11-15-2017 04:32 AM
I'm brand new to SAS and have limited experience, and the problem that I'm having seems way over my head. I'm trying to import data from an excel file into SAS, but during a my data step I get an error about encoding. Here's the script that I'm running:
libname surveyx pcfiles path='C:\Users\au551418\Desktop\Learning SAS\AUWork\Survey\Survey.xlsx';
The surveyx library successfully is assigned each time, but when it comes to the set function, I always get this error:
ERROR: Unable to transcode data to/from UCS-2 encoding
Now, I don't know anything about encoding, and have tried to look up on previous forum posts what in the world to do. I have tried a lot of stuff, but none of it has worked, and many of the posts are not xlsx files (which I have no idea if that matters or not). Can anyone help me in a simplistic way? Thanks!
11-15-2017 05:11 AM
To display characters to the screen a computer uses an encoding table, so for instance most tables contain the western alphabet, lower and upper, and they have their codes associated. If you replace the encoding table, the same codes refer to different symbols. This is how a computer a) stores information - a combination of what encoding table, and the code number, and b) represents it on screen, by drawing the associated character from the table.
What the error is telling you is that there is an encoding table found that it cannot switch to (this is part of National Language Support in SAS, plenty of docs on it). Does the Excel file open fine in Excel? If so then I would suggest saving it to CSV and reading that in, however do be aware that you may be missing some information - you will see odd characters on screen in Excel.
I personally have never heard of a UCS-2 encoding format, nor can I find much information about it from a google search, so I would really go back to the source of that file and find out what is going on there, get them to supply it in a standard encoding like UTF.
11-15-2017 05:20 AM
Yea, got encoding, just unfamiliar with SAS more As far as Excel, it opens easily and without issue. I don't see any unusual characters, but there could be something hidden in there.
I tried saving a copy of the excel file as a csv and then importing with this code:
libname surveyx pcfiles path='C:\Users\au551418\Desktop\Learning SAS\AUWork\Survey\Copy of Survey.csv';
But now I get this Error code:
ERROR: Unable to determine file type from PATH= option.
ERROR: Error in the LIBNAME statement.
Do I need to change some format to import csv's?
11-15-2017 05:32 AM
If you save to CSV - which is a text file with data delimited by commas - you do not read it in by using Excel specific libname statements. You read it in as a text file. To get you started you can get most of the code by doing:
proc import datafile="yourcsv.csv" out=want dbms=csv; run;
Then in the log it will show you a large datastep import. This will consist of a file statement, an input statement, plus others like format. This is how you read in plain text files, and you can take this code and alter it to read in the data anyway you like, say changing lengths, or reading in dates in a specific format. Its the most powerful and controlable way to read data.
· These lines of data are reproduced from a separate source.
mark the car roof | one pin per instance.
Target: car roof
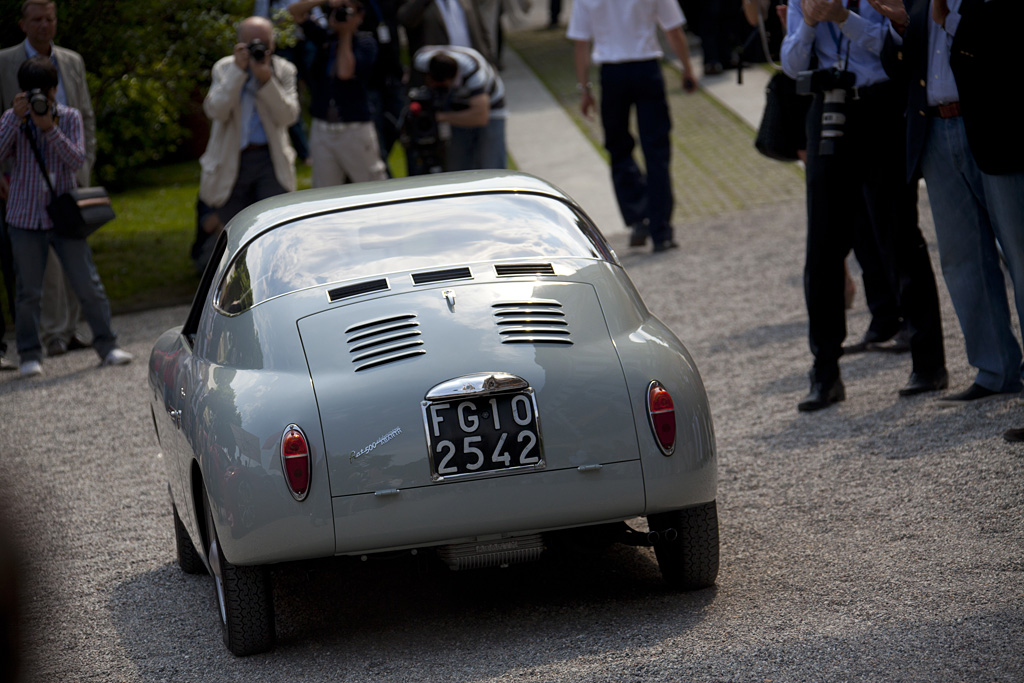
(293, 206)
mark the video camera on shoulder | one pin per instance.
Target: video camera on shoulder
(422, 137)
(833, 85)
(341, 12)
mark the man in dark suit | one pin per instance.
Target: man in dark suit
(965, 137)
(60, 311)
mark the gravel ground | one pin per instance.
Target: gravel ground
(880, 540)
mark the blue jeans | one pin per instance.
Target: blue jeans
(641, 197)
(972, 210)
(30, 249)
(471, 148)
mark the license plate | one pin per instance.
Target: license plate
(482, 434)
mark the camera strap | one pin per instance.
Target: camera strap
(39, 156)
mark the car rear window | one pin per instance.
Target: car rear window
(374, 241)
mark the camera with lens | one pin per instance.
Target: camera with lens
(341, 12)
(423, 138)
(833, 85)
(258, 49)
(38, 101)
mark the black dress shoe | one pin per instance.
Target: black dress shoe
(1014, 435)
(822, 394)
(925, 382)
(76, 343)
(974, 393)
(638, 235)
(55, 347)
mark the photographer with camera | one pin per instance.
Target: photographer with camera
(470, 97)
(856, 164)
(342, 136)
(37, 132)
(252, 102)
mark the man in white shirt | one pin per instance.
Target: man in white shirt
(622, 38)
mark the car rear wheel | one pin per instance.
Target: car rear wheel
(188, 559)
(686, 546)
(245, 600)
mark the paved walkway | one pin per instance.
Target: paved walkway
(545, 140)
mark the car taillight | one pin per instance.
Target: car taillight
(662, 412)
(296, 462)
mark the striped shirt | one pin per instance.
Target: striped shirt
(64, 154)
(475, 74)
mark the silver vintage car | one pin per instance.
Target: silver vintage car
(454, 364)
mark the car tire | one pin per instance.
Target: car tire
(245, 601)
(686, 546)
(188, 558)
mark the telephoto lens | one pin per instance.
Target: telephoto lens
(38, 102)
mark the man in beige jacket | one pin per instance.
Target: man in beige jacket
(252, 101)
(60, 313)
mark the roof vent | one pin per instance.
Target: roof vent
(531, 323)
(348, 291)
(384, 341)
(514, 269)
(441, 275)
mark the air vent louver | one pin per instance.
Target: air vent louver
(441, 275)
(513, 269)
(339, 293)
(384, 341)
(531, 323)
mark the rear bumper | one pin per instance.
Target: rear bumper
(509, 505)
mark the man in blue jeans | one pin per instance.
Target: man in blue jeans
(965, 137)
(622, 37)
(55, 131)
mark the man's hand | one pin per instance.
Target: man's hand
(823, 10)
(261, 70)
(894, 10)
(242, 56)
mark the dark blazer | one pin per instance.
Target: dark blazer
(983, 57)
(982, 53)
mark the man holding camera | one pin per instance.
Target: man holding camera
(342, 136)
(855, 156)
(60, 311)
(252, 101)
(472, 102)
(969, 145)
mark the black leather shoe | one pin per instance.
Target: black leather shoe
(76, 343)
(925, 382)
(638, 235)
(1014, 435)
(822, 394)
(55, 347)
(973, 394)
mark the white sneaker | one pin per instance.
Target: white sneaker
(117, 356)
(30, 369)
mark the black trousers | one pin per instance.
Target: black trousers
(641, 196)
(865, 173)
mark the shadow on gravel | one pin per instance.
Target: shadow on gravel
(410, 614)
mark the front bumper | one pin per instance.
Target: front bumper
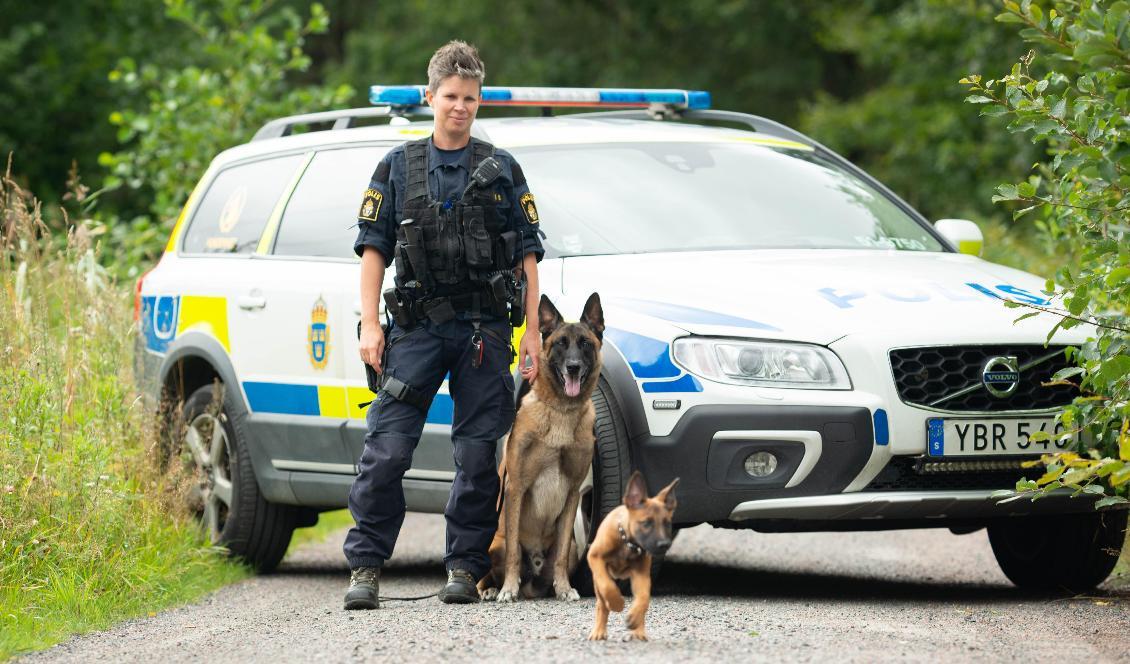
(905, 505)
(829, 469)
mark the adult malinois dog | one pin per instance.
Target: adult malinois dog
(625, 542)
(545, 460)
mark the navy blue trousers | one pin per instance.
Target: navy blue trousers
(484, 411)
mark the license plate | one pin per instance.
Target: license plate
(992, 437)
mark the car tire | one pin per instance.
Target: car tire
(611, 464)
(1070, 553)
(225, 494)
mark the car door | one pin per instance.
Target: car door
(314, 255)
(284, 337)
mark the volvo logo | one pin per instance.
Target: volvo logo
(1001, 376)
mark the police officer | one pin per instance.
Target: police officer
(461, 253)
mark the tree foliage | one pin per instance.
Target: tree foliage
(236, 79)
(54, 98)
(1079, 107)
(904, 121)
(758, 57)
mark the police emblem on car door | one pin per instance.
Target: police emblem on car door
(319, 337)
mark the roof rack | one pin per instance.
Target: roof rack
(755, 122)
(655, 99)
(342, 119)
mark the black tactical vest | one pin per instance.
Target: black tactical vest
(462, 243)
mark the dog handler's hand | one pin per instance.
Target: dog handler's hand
(529, 347)
(372, 344)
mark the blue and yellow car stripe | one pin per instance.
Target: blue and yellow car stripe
(328, 401)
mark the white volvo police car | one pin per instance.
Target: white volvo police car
(784, 333)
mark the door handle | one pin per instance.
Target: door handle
(251, 302)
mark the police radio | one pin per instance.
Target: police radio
(487, 172)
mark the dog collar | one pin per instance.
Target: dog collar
(634, 549)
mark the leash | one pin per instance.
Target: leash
(408, 599)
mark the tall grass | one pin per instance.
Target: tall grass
(89, 529)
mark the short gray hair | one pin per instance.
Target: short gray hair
(455, 58)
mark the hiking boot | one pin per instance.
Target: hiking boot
(364, 584)
(460, 588)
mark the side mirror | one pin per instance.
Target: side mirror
(963, 234)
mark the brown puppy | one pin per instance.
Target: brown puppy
(625, 542)
(546, 457)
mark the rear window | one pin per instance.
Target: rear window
(321, 216)
(237, 204)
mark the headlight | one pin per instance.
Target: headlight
(764, 364)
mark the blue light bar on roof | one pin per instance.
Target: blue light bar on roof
(580, 97)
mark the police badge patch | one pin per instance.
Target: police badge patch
(319, 335)
(528, 207)
(371, 207)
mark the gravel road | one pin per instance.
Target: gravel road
(723, 595)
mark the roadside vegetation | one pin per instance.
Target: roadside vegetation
(1069, 93)
(90, 531)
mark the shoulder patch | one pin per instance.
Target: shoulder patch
(529, 208)
(371, 206)
(382, 172)
(519, 176)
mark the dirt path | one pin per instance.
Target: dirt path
(724, 595)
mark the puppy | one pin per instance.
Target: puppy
(546, 457)
(625, 542)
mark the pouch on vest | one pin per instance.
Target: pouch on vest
(476, 239)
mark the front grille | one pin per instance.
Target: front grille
(926, 375)
(911, 473)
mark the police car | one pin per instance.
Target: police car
(785, 334)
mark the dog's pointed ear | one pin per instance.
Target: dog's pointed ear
(593, 316)
(668, 495)
(549, 319)
(636, 491)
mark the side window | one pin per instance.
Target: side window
(321, 216)
(237, 204)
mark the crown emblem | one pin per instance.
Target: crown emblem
(318, 337)
(320, 314)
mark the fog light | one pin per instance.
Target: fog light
(761, 464)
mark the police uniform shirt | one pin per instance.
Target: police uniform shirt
(449, 172)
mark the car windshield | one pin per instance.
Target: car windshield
(660, 197)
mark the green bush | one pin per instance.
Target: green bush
(1079, 198)
(238, 75)
(90, 531)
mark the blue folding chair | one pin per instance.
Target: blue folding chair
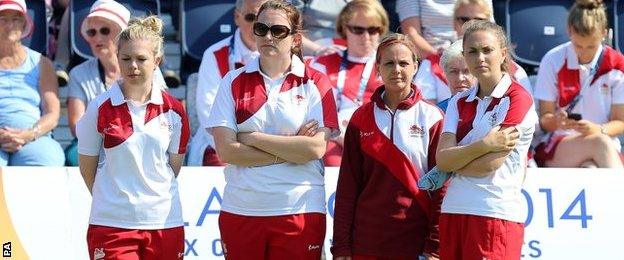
(38, 40)
(203, 23)
(536, 26)
(80, 49)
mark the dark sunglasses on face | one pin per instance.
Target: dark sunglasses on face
(250, 17)
(358, 30)
(103, 31)
(464, 19)
(277, 31)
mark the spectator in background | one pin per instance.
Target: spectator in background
(353, 72)
(456, 71)
(487, 133)
(226, 55)
(101, 27)
(271, 120)
(29, 102)
(580, 88)
(143, 132)
(431, 78)
(390, 142)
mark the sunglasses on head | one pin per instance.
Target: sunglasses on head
(358, 30)
(277, 31)
(103, 31)
(250, 17)
(464, 19)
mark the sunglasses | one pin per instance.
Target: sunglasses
(358, 30)
(277, 31)
(464, 19)
(250, 17)
(103, 31)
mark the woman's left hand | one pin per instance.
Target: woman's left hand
(585, 127)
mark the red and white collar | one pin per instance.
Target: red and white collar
(499, 91)
(117, 97)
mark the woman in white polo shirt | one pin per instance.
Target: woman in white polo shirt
(486, 136)
(271, 121)
(581, 95)
(142, 132)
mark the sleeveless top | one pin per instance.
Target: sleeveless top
(19, 93)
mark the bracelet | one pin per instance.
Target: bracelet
(36, 129)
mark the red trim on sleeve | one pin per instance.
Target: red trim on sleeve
(324, 87)
(114, 123)
(436, 69)
(520, 104)
(376, 145)
(222, 56)
(249, 95)
(466, 112)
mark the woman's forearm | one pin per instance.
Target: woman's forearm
(296, 149)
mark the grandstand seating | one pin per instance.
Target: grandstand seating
(79, 9)
(38, 40)
(536, 26)
(202, 24)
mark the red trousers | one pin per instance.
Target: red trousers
(298, 236)
(475, 237)
(134, 244)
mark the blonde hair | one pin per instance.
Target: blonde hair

This talks about tab delimited, but same thing for CSV:
11-15-2017 05:40 AM
Perfect, thank you! Got this to run and data successfully imported. Don't understand the whole UCS-2 formatting thing, but guess we bypassed that Thanks for your help!
11-15-2017 07:39 AM
Regarding the UCS-2 encoding, this SAS Note explains that you can get that error when running a DBCS version of SAS. If you need support for national characters including multibyte characters as you might find in Japan or Chinese languages, then SAS advises using the UTF-8 mode instead. The SAS Note describes this approach.
Just a bit of history: SAS has supported a DBCS version for many years -- with the "DB" meaning SAS requires 2 bytes per char. However, in the past several years Unicode -- and it's lighter cousin UTF-8 -- has emerged as the preferred standard for encoding such data -- characters occupy 1-4 bytes depending on the char in question. Personally, I use SAS in UTF-8 configuration for almost all of my jobs now.
11-15-2017 07:55 AM
Yea, I saw those links before, but they really didn't make any sense to me. If I wanted to convert to UTF-8, what code do I write to do? Or do I have to change the excel file?
I didn't find anything similar to what was written there:
"C:\Program Files\SAS\SASFoundation\9.2\sas.exe" –CONFIG "C:\Program Files\SAS\SASFoundation\9.2\nls\u8\SASV9.CFG"
Don't know what I'm supposed to do about that??
11-15-2017 08:18 AM
If you are running with SAS on your own PC, the easiest thing to do is to change your SASHOME/SASFoundation/9.4/sasv9.cfg file to reference the /u8/sasv9.cfg file.
If using a SAS session that is maintained by an admin, you'll have to ask your admin for access to a session that's running in UTF-8.